Song came to mind first, as something that truly swells up inside of us and touches everything in earshot, but I kept mulling over ideas until I arrived at the expression that a bud swells - flowers do a wonderful job of reaching out and touching everything, with their rich beauty and aroma. I spent part of my summer studying Dutch painting so their masterful reminders of time passing, the still lives with flowers, bugs and various other symbols of the brevity of life suggested what flowers would reach out from the mind of someone taking a day to allow what is already inside to swell up and spill over.

Tuesday, August 9, 2011

See what's happening on Facebook

Just to round things out, I've created a Facebook page for Aino Anto Illustrations - for all the doodles, paintings, past illustrations and general creative overflow that doesn't belong here or on my website.

Check out what's new on Facebook today, tomorrow, next week ... there will always be something. Facebook: Aino Anto Illustration Thanks for visiting!



Monday, August 8, 2011

Imperfect - Illustration Friday August 5/2011


Inspired by the Illustration Friday quote:
"Imperfection is beauty, madness is genius, and it is better to be absolutely ridiculous than absolutely boring". - Marilyn Monroe

I read the quote over and over, an idea tickling the back of my mind like a sneeze that hasn't quite arrived - until today, when it occurred to me that jesters embodied the entire quote.

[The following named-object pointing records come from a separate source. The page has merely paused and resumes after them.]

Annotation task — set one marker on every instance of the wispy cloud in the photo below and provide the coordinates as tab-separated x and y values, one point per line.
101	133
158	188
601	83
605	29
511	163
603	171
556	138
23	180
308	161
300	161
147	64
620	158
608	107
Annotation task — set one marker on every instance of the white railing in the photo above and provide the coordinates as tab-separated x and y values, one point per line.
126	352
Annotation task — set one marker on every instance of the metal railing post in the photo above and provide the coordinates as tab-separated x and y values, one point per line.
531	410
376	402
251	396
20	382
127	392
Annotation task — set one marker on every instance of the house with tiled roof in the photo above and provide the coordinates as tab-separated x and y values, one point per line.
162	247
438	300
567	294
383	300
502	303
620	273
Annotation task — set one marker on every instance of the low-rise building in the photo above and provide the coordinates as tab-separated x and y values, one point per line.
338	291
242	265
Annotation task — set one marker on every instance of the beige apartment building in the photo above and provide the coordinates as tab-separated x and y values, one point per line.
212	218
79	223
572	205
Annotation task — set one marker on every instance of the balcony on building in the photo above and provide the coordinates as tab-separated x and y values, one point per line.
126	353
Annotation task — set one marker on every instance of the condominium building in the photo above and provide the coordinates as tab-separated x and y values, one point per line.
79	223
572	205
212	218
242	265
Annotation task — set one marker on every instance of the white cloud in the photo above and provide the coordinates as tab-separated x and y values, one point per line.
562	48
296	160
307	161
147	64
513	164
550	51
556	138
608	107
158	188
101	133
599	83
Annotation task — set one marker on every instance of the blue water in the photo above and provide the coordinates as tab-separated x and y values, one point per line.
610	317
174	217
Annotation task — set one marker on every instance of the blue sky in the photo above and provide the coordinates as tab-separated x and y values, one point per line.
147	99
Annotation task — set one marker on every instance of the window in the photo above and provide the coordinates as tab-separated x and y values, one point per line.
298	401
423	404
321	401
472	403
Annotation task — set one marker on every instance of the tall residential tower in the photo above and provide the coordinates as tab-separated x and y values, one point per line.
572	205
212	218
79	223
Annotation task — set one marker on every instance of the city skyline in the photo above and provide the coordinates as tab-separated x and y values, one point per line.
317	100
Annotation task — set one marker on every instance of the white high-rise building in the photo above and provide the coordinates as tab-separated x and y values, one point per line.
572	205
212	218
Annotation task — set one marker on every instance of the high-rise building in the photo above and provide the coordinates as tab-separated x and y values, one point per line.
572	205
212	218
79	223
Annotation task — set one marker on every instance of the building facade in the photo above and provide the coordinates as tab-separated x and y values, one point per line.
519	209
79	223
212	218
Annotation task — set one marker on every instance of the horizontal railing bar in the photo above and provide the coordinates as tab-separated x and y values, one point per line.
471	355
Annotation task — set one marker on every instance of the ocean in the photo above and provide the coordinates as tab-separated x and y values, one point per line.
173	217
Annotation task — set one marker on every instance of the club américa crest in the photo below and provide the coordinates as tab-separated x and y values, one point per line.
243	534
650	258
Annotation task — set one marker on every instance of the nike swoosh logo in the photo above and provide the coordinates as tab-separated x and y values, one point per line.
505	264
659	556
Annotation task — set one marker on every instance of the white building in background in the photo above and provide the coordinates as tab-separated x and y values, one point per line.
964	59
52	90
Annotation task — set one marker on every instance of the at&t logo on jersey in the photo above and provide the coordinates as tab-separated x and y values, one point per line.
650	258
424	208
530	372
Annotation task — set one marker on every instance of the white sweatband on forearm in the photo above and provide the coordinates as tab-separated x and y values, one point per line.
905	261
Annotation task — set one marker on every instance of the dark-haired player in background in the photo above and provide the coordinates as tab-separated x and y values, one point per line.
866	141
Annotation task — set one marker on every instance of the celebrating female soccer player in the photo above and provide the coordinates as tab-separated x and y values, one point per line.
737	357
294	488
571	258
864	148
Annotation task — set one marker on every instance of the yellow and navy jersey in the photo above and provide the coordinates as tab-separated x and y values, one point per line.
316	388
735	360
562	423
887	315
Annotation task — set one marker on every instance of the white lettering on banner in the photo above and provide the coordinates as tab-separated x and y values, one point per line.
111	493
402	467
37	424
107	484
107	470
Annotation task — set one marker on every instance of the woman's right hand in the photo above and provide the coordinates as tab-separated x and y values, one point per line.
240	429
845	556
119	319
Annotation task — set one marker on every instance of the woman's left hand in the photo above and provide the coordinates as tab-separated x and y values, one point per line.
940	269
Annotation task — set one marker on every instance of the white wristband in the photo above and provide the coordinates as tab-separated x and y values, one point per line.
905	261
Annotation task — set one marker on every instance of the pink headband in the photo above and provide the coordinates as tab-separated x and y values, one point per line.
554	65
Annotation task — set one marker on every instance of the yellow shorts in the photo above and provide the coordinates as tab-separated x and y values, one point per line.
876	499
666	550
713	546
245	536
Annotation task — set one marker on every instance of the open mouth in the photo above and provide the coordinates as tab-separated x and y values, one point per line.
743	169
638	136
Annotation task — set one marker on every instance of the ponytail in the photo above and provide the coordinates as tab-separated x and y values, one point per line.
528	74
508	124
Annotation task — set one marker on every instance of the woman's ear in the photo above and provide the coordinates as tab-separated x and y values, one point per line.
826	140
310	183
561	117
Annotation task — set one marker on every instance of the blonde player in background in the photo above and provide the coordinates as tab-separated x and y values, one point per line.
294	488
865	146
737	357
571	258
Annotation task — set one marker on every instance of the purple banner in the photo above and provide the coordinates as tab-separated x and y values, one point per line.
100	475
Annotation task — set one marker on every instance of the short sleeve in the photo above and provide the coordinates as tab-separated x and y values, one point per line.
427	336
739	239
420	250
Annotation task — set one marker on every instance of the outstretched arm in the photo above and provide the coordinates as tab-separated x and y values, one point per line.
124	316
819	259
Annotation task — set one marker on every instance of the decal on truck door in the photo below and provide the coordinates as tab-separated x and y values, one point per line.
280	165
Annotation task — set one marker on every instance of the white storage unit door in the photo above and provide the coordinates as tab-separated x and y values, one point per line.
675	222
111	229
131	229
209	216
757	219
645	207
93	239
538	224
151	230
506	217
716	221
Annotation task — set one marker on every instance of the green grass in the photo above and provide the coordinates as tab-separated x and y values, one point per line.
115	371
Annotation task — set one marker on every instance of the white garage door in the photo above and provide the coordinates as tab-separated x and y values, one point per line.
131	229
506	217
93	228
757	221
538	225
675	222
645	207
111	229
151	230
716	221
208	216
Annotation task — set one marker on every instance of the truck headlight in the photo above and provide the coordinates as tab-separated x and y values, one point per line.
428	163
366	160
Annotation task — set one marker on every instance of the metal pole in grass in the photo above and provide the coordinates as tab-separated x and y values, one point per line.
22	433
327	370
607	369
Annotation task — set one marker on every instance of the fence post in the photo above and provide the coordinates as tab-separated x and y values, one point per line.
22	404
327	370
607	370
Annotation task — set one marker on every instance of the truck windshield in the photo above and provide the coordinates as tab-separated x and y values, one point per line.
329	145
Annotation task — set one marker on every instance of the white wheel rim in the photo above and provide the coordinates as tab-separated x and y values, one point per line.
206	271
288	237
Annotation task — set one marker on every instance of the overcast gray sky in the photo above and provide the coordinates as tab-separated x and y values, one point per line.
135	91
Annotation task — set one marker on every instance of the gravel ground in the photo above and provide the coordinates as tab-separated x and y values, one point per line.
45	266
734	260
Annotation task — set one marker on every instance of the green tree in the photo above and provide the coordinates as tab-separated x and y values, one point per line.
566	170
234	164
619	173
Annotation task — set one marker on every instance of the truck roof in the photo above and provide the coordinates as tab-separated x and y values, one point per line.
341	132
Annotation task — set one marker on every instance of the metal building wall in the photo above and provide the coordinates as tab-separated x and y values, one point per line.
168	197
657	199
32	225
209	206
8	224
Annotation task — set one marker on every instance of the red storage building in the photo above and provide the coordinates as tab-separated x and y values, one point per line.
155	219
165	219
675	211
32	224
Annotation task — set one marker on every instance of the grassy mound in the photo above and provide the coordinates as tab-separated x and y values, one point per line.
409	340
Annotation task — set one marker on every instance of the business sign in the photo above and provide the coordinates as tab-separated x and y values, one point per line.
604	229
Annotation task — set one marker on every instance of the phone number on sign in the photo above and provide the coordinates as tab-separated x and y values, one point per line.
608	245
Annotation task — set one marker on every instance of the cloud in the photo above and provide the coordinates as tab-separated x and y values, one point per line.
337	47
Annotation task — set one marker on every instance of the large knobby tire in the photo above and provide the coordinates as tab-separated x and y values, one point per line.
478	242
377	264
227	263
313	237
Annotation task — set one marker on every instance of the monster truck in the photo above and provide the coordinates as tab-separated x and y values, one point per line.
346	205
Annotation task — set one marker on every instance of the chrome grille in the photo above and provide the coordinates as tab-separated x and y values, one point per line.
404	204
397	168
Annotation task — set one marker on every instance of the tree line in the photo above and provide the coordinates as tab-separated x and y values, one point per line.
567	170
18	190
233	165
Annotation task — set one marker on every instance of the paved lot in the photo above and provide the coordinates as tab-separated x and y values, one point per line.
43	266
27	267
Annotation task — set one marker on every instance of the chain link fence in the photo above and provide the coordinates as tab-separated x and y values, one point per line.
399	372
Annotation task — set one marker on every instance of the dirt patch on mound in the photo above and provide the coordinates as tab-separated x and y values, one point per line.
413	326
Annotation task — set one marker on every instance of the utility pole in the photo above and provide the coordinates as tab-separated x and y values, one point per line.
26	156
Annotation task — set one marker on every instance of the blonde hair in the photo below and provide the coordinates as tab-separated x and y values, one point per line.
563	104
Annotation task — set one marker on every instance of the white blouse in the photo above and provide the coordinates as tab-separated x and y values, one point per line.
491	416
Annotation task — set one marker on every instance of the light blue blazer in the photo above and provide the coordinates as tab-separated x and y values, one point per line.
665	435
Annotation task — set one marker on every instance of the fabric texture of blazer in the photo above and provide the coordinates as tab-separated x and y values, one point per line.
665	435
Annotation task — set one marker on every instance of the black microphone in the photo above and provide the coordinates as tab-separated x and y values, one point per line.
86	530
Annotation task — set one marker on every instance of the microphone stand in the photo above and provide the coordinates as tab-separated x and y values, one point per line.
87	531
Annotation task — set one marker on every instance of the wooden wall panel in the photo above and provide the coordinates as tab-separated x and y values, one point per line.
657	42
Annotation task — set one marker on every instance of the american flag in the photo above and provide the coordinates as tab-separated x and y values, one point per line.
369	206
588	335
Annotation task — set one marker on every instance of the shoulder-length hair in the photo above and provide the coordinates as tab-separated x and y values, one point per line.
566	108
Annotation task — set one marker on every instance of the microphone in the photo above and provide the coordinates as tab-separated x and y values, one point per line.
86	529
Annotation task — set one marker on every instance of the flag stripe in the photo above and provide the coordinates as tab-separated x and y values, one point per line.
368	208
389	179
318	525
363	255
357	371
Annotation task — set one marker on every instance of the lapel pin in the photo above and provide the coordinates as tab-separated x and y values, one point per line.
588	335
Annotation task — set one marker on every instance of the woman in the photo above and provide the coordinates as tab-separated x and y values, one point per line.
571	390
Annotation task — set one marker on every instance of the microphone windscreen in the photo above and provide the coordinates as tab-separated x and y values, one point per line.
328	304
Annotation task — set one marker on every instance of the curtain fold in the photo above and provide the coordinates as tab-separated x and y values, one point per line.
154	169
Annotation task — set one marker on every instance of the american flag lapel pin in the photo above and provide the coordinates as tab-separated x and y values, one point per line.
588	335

Often different physically, they dressed to stand out even more; the butt of jokes and the confidants of the powerful; japesters, jokesters, philosophers, mountebanks and scapegoats, they made an art of the ridiculous, found beauty in imperfection and split madness until within they found wisdom. I wonder if Marilyn ever saw herself this way...

Wednesday, August 3, 2011

Obsession - Illustration Friday July 28/2011

From the Illustration Friday quote:
"Colour is my day-long obsession, joy and torment." - Claude Monet.

Looking at Monet's paintings side-by-side with countless copies, the originals stand out - the subtleties of colour which swallowed Monet whole, that he revelled in, chased, and tried endlessly to commit to canvas, those subtleties are lost in copies.

Instead of copying his paintings, to lose oneself in observation as he did, let us imitate that. Perhaps not to the point of obsession and torment - but how else to grasp at the joy he found in it?